Oracle Enterprise Data Quality 12

With my new customer architect hat on, I’m looking across a broad range of applications and services to help my organisation be more effective and productive. As a large retail organisation, customer data quality is key to our ability to talk to our customers effectively. Imagine sending letters out to customers – in the digital age, that’s a pretty expensive channel but one which is required none-the-less. If we get the address wrong, or we have duplicate entries for a customer, we end up with a failed communication (really bad for our customer) or duplicate communications (annoying for our customer and bad for our bottom line). Oracle Enterprise Data Quality can help us resolve such problems.

Quickstats Profiler on the S_CONTACT table

I’m running Oracle Customer Hub (the Customer Master Data Management solution formerly known as UCM or Universal Customer Master), which is a Siebel vertical product that orchestrates and governs a process to take data in from sources, cleanse, enrich, match and de-duplicate, before publishing to consuming systems.

EDQ is a critical component of this solution, as it fills the cleanse, enrich and match capabilities of our end to end MDM process. It’s also an extremely impressive and feature rich product and I’m going to explore some of it’s features over the coming months. First things first, let’s download and install Oracle EDQ release 12:

  1. First up, you’ll need a Java JRE to run the front end components, so download and install a 64-bit JRE 8 from Oracle’s Java home
  2. Now, let’s get a trial copy of EDQ installed on a VM so we can have a bit of a mess around. Skipping the usual eDelivery route, head straight to the EDQ product page to download the product
  3. I’ve gone for the standalone 12.2.1.0 Windows installer version, since I’m running a Windows 2012 R2 server VM, but you can sit the newer 12.2.2.0 installation on top of a Weblogic server running on whatever host OS you choose
  4. Once downloaded, run the installer and simply following the instructions – it’s really straight forward for an Oracle product
  5. You’ll find a shortcut to the Launchpad – this is where you’ll find shortcuts to all of the features of the platform

    The EDQ Launchpad

  6. Launch Director, where you’ll set up EDQ to point to your data source and carry out activities. If you’re prompted to open a JNLP file, and your installation does not automatically associate this with the Java Web Start, then navigate to your Java installation folder and associate it with “javaws.exe”
  7. The default username and password is dnadmin/dnadmin – be sure to change the password to something memorable. Log in and you’re ready to go

    EDQ Director

Simple as that! Next time, we’ll connect EDQ up to our Siebel server database (you know, the one with all the lovely sample DB data in it) and run some profiling jobs.

 

EDQ and Siebel – Batch DeDuplication

Having set up Siebel and Oracle Enterprise Data Quality (from now on in known as EDQ), I wanted to put it through it’s paces.

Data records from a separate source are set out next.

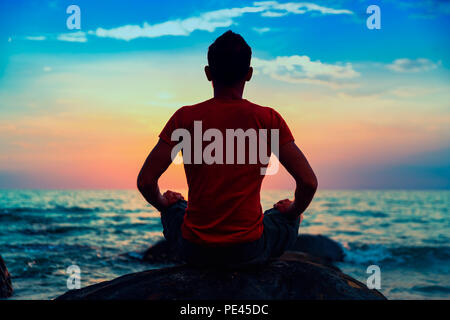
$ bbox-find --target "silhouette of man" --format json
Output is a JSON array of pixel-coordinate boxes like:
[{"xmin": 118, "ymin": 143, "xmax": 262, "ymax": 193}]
[{"xmin": 137, "ymin": 31, "xmax": 317, "ymax": 266}]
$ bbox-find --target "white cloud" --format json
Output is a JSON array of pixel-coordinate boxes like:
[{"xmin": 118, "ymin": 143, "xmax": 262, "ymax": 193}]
[
  {"xmin": 252, "ymin": 27, "xmax": 271, "ymax": 34},
  {"xmin": 56, "ymin": 31, "xmax": 87, "ymax": 42},
  {"xmin": 25, "ymin": 36, "xmax": 47, "ymax": 41},
  {"xmin": 252, "ymin": 55, "xmax": 359, "ymax": 88},
  {"xmin": 386, "ymin": 58, "xmax": 440, "ymax": 72},
  {"xmin": 88, "ymin": 1, "xmax": 353, "ymax": 41}
]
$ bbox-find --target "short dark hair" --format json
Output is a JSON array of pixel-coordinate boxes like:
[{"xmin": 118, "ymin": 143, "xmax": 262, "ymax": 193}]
[{"xmin": 208, "ymin": 30, "xmax": 252, "ymax": 85}]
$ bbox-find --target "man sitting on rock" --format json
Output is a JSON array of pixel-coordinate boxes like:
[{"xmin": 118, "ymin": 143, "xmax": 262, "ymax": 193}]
[{"xmin": 137, "ymin": 31, "xmax": 317, "ymax": 266}]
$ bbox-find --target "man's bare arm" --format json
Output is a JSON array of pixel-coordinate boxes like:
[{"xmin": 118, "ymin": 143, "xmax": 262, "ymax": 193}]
[
  {"xmin": 279, "ymin": 142, "xmax": 318, "ymax": 216},
  {"xmin": 137, "ymin": 139, "xmax": 183, "ymax": 211}
]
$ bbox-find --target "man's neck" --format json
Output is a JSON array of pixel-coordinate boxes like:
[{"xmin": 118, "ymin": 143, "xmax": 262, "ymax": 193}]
[{"xmin": 213, "ymin": 81, "xmax": 245, "ymax": 100}]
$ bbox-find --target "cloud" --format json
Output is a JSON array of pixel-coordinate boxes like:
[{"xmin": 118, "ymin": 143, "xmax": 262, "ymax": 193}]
[
  {"xmin": 252, "ymin": 27, "xmax": 271, "ymax": 34},
  {"xmin": 25, "ymin": 36, "xmax": 47, "ymax": 41},
  {"xmin": 56, "ymin": 31, "xmax": 87, "ymax": 42},
  {"xmin": 386, "ymin": 58, "xmax": 440, "ymax": 72},
  {"xmin": 252, "ymin": 55, "xmax": 359, "ymax": 88},
  {"xmin": 88, "ymin": 1, "xmax": 353, "ymax": 41}
]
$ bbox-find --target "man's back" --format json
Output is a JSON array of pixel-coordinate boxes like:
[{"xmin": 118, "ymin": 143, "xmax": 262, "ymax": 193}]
[{"xmin": 160, "ymin": 98, "xmax": 294, "ymax": 245}]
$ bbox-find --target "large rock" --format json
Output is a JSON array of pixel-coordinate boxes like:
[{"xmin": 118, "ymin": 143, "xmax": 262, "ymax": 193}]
[
  {"xmin": 142, "ymin": 234, "xmax": 344, "ymax": 264},
  {"xmin": 290, "ymin": 234, "xmax": 344, "ymax": 263},
  {"xmin": 0, "ymin": 256, "xmax": 13, "ymax": 298},
  {"xmin": 142, "ymin": 239, "xmax": 183, "ymax": 264},
  {"xmin": 57, "ymin": 252, "xmax": 385, "ymax": 300}
]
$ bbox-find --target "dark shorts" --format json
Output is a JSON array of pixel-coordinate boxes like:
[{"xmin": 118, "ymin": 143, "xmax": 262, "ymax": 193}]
[{"xmin": 161, "ymin": 200, "xmax": 300, "ymax": 267}]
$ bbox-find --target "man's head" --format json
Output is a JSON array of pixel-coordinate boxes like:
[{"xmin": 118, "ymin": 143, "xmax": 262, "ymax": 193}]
[{"xmin": 205, "ymin": 30, "xmax": 253, "ymax": 87}]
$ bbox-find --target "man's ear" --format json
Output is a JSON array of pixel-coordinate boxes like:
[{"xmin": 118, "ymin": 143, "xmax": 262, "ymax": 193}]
[
  {"xmin": 205, "ymin": 66, "xmax": 212, "ymax": 81},
  {"xmin": 245, "ymin": 67, "xmax": 253, "ymax": 81}
]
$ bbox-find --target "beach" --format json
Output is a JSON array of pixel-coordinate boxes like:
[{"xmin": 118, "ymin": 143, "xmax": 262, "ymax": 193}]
[{"xmin": 0, "ymin": 190, "xmax": 450, "ymax": 299}]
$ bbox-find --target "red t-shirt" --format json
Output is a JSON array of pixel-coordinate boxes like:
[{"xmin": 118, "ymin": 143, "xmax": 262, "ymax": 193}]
[{"xmin": 159, "ymin": 98, "xmax": 294, "ymax": 245}]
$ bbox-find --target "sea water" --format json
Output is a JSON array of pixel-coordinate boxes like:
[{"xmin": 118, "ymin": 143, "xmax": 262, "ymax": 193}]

Real Time De-duplication works like a charm, provided you kick off the Real Time jobs in Director and have your Web Service URLs set up correctly.

Batch De-duplication, however, uses a different mechanism (JMX) and the out of the box installation and configuration doesn’t quite leave you in a position to run batch dedupe through the Siebel Client.

After a really useful conversation with Mike, Nick and Richard at Oracle (experts in EDQ and it’s integration into Siebel), I was able to make appropriate changes to the configuration to enable batch de-duplication. My heart felt thanks go out to them all for their dedication and commitment to helping lowly developers like myself!

JMX Port Configuration

By default, EDQ on Windows configures JMX to listen on port 9005. However, by default the Siebel Connector is configured to look on port 8090.

To rectify:

  1. Modify the entry in dnd.properties to match the port specified in director.properties. For example:

    jmxserver = hostname:9005

  2. There is no need to restart anything. The next job to use the DQ Connector will automatically re-read the configuration

JMX Interface

By default, the JRE used by EDQ publishes the JMX interface on localhost (127.0.0.1). Now this may be because of my set up on VirtualBox – it may or may not cause you a problem. However, if you see errors in the connector log relating to connecting to JMX, you may be experiencing this problem.

To resolve:

  1. Create a new file called jre.properties in the same folder as the director.properties file on the EDQ server. Using the default installation, this will be in:

    C:\Program Files\Datanomic\dnDirector\config

  2. Within the file, add the following configuration item:

    java.rmi.server.hostname = <EDQ HostName>

  3. Restart the Datanomic Application Server service

Test Batch DeDuplication

Testing is now straight forward:

  1. From within Siebel, navigate to Site Map > Administration – Server Management > Jobs
  2. Create a new job, using the ‘Batch Account match’ template
  3. Submit the job and await completion
  4. Navigate to Site Map > Administration – Data Quality > Duplicate Accounts
  5. See your deduplicated data and merge!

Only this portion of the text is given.